Weston declares emergency; town is ready for the storm

SUNDAY, 4PM – Weston First Selectman Gayle Weinstein said Sunday afternoon that the town is well-prepared for the arrival of Sandy.

The town began making preparations on Thursday when storm tracking was predicting Weston would be impacted. Highway crews cleared storm drains and culverts to mitigate possible flooding, and they are on stand-by as the storm approaches.

More Sandy News

Ms. Weinstein met with the town’s full emergency management team, as well as volunteers from the Weston Community Coalition’s Neighborhood Captain program, at 8 a.m. this morning and issued a declaration of emergency for the town at 10 a.m.

The silver lining in the situation, the first selectman said, is that these are the situations in which Weston shines. “It’s such a fantastic team effort. You get to see how well everyone works together … during an emergency, everyone pulls together. We’re really a well-oiled machine at this point,” she said.

Power outages

Officials are urging residents to take precautions and to plan on the likelihood of being without power for several days.

“This is Weston. We will lose power,” Ms. Weinstein said.

Gov. Dannel Malloy has asked Connecticut Light and Power (CL&P) to send at least one line crew to every municipality by tonight, Ms. Weinstein said, and Weston expects one to arrive by midnight.

“The town is in good shape and ready. The wild card is always CL&P,” the first selectman said.

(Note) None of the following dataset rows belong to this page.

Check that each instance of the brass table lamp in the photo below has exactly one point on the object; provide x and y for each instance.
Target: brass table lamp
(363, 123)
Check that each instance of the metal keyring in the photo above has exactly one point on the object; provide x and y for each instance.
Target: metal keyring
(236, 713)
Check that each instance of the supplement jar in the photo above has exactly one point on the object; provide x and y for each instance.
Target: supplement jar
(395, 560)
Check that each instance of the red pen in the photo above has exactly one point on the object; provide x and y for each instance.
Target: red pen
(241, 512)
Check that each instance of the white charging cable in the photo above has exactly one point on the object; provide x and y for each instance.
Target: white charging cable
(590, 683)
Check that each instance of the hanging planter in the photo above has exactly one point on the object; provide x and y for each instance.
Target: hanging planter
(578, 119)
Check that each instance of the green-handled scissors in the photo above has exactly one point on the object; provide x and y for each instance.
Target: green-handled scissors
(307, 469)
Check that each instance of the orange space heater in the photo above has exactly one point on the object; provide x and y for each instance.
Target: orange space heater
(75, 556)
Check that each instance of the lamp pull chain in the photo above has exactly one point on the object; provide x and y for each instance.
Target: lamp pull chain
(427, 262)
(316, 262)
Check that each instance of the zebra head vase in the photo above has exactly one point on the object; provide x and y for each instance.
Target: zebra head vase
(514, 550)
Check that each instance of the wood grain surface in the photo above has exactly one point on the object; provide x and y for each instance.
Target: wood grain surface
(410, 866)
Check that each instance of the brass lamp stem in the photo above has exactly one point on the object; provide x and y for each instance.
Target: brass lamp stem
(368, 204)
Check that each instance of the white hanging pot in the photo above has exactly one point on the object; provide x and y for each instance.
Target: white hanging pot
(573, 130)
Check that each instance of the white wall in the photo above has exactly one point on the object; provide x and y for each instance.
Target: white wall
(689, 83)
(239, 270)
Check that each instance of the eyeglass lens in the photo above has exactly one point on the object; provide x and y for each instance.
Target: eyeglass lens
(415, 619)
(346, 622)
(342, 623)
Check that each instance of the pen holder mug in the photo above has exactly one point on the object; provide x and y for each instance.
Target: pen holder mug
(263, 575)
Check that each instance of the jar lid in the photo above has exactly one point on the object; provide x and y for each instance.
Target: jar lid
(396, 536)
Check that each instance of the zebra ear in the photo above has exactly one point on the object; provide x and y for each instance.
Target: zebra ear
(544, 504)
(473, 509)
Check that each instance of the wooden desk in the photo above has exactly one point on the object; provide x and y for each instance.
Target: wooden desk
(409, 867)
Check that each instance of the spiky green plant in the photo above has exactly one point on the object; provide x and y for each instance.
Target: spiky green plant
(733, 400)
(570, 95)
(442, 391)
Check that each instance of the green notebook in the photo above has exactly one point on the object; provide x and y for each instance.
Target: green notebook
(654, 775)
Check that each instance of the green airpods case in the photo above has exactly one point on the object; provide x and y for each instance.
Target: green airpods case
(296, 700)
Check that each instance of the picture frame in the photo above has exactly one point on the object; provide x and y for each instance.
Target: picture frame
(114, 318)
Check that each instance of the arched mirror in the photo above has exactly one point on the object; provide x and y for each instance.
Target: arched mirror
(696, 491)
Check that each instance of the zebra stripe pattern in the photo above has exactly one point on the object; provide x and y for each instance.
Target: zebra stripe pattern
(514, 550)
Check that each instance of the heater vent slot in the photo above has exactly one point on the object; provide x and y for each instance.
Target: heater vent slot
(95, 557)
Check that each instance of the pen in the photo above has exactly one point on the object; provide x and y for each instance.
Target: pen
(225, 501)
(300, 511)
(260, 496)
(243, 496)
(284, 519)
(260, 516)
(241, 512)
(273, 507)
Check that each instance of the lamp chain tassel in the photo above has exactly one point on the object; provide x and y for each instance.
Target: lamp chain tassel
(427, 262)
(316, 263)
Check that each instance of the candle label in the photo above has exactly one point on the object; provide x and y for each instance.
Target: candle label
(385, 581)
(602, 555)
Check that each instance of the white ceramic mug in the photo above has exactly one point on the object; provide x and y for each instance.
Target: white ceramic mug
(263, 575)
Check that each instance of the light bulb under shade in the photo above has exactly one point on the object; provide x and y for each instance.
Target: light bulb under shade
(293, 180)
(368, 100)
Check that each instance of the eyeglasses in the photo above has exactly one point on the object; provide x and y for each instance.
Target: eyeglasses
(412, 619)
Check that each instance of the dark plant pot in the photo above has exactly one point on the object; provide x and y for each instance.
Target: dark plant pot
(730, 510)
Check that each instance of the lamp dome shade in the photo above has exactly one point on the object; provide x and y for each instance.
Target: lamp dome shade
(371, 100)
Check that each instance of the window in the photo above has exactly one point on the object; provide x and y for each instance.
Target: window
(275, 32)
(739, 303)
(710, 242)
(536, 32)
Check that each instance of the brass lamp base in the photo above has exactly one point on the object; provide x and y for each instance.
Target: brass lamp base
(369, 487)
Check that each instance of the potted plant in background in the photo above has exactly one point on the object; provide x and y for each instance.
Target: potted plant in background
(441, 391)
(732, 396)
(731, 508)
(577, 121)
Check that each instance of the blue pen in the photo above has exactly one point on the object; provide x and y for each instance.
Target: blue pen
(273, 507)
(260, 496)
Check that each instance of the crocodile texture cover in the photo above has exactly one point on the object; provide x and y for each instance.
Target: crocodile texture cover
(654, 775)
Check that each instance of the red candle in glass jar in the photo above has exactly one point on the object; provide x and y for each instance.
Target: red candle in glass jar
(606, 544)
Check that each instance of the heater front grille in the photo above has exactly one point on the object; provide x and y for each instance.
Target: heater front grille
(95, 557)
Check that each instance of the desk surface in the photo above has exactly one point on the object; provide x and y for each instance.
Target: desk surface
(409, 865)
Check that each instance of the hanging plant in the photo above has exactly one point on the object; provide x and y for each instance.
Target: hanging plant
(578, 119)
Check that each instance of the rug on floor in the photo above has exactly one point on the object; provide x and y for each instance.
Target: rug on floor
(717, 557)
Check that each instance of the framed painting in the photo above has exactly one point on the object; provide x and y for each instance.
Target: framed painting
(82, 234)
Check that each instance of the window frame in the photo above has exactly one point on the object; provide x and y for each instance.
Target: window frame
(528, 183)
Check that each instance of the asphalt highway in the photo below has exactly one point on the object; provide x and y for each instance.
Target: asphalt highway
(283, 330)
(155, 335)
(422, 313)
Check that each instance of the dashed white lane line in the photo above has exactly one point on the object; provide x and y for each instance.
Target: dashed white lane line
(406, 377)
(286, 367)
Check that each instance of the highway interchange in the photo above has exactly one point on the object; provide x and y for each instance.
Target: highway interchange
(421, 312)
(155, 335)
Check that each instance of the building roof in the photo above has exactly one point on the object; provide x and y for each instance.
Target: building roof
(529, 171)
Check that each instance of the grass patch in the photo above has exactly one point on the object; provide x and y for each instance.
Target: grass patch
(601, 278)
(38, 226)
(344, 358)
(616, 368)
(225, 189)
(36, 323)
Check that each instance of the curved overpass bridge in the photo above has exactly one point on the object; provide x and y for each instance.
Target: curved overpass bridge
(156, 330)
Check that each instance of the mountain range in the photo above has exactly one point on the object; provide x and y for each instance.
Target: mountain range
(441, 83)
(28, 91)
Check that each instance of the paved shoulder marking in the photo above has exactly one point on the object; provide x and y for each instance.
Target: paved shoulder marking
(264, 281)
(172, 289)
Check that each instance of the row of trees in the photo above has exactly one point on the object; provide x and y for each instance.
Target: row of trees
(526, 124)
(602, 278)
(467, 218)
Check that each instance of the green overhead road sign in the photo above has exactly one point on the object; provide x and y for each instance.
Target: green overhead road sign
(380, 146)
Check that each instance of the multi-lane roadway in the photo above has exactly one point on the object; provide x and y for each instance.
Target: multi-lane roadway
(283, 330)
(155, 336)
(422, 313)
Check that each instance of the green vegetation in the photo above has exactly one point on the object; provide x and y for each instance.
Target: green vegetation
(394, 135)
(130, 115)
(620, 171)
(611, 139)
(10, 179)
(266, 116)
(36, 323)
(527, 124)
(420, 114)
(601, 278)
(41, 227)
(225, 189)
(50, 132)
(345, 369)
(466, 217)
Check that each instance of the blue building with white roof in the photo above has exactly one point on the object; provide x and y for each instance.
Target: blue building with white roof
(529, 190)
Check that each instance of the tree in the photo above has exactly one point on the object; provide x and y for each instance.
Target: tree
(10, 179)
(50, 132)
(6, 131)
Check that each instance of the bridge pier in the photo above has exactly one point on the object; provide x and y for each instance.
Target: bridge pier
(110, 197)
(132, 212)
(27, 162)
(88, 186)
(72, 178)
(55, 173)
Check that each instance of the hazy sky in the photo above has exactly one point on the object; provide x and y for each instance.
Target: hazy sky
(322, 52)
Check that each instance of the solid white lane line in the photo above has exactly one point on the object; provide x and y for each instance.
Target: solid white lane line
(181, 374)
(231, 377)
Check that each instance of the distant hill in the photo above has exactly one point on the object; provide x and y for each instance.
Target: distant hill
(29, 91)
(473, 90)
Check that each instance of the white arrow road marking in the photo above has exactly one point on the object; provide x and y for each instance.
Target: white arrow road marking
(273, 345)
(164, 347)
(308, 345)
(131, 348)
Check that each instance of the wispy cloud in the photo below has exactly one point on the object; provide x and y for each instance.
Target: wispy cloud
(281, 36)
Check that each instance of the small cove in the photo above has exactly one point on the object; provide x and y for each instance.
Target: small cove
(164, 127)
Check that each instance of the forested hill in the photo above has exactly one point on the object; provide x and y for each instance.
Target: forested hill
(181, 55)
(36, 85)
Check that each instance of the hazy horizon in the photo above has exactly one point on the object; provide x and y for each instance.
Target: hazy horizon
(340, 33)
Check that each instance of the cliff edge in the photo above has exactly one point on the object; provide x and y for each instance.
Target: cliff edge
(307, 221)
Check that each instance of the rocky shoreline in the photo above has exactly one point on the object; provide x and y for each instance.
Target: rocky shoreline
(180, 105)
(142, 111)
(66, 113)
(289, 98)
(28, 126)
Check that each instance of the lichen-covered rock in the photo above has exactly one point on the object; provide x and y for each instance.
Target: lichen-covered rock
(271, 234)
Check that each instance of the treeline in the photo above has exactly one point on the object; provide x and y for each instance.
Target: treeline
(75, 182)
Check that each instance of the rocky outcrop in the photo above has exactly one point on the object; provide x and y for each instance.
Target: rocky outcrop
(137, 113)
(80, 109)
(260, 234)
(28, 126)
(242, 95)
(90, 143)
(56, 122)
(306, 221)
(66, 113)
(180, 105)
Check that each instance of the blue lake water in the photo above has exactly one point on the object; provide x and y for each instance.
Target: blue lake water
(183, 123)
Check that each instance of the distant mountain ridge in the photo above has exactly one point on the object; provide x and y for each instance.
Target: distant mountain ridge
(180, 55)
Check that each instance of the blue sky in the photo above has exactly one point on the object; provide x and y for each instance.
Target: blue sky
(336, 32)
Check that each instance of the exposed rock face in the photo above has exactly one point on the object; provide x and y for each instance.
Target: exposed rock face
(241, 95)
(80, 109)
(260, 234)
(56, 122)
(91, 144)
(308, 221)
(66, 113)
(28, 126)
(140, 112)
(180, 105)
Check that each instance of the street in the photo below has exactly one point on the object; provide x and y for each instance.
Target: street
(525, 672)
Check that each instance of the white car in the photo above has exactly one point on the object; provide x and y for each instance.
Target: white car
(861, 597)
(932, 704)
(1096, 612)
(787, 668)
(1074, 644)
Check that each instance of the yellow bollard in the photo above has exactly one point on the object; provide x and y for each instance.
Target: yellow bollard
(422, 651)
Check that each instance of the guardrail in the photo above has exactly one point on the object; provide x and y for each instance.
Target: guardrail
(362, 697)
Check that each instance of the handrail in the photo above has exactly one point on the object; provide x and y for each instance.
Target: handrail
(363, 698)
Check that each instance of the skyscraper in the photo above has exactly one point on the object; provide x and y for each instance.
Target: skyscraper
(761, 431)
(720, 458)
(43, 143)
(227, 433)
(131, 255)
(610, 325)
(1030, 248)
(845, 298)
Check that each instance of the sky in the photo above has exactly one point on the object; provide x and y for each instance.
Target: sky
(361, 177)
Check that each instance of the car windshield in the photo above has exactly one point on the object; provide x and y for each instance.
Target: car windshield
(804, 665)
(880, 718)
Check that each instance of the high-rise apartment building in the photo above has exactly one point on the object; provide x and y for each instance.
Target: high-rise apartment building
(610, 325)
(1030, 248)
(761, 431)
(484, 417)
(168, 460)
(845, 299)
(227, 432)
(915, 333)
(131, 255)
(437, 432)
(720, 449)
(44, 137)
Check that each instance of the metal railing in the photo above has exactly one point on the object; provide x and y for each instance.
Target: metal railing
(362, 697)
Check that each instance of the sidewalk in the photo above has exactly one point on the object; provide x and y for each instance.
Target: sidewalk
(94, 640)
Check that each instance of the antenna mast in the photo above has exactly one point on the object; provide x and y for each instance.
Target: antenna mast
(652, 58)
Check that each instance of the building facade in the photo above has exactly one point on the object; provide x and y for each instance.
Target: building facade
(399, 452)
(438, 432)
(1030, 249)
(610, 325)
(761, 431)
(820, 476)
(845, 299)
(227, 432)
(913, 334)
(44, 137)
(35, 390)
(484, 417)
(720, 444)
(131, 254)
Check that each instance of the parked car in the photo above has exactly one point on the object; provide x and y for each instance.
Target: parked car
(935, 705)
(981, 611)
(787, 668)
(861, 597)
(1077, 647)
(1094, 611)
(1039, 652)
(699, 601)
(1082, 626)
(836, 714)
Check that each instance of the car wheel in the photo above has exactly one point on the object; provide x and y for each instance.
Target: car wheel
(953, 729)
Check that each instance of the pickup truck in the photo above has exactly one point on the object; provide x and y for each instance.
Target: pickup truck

She was dismayed, she said, by a release from the power company that said it has requested 2,000 workers to help with “what may be a major restoration effort” — but, she pointed out, CL&P has not yet secured those workers. CL&P invited media outlets to attend the arrival of approximately 50 workers to CL&P’s Hartford area work center this afternoon. The company does have approximately 400 line workers and 300 tree-trimming workers ready to respond, it said Sunday.

Shelter in place

Ms. Weinstein said town officials are asking Westonites to either evacuate before the storm arrives tonight — especially those in flood-prone areas — or to shelter in place during the storm. People are urged to stay inside and off the roads while the storm is underway, and that could be awhile; it is predicted the town will be impacted by the full strength of Sandy for about 36 hours.

There are preliminary supplies on hand, such as water, MREs (Meals Ready to Eat), and blankets, should the town need to open a comfort station or emergency shelter at Weston High School, but, Ms. Weinstein said, that will not happen until the brunt of the storm has passed and it’s safe for people to be on the roads.

“We don’t want people trying to make their way to a shelter in the middle of a dangerous storm,” she said. But, if it looks like there will be extended power outages, the town will set up facilities to help people deal with that, she added.

Schools and town services

Superintendent Colleen Palmer notified parents today that school will be closed Monday, Tuesday, and Wednesday. Ms. Weinstein supports that call, and said it gives families a chance to plan ahead without having to wait for notice of school closures.

A decision about the rest of the week will be made Tuesday afternoon, once actual storm damage can be assessed.

The Senior Activities Center, located in part of Hurlbutt Elementary School, will also be closed as long as school is not in session.

As of this afternoon, Ms. Weinstein planned to open Weston Town Hall at 8 a.m. Monday morning. Town hall will likely close by noon for the safety of town employees, and it is already scheduled to be closed on Tuesday, along with other town buildings such as the Town Hall Annex, Jarvis House and the library.


A CodeRed Alert sent from the Weston Office of Emergency Management asked residents to take the following precautions:

  • Suggested evacuation of properties prone to flooding
  • Do not allow pets to roam free outside until after the storm has passed.
  • Stay indoors. Do not travel during the storm.
  • Secure windows, doors, and outdoor items such as patio furniture, grills, etc.
  • Treat all downed wires as if they are live — most are energized.
  • Only call 911 with life-threatening emergencies.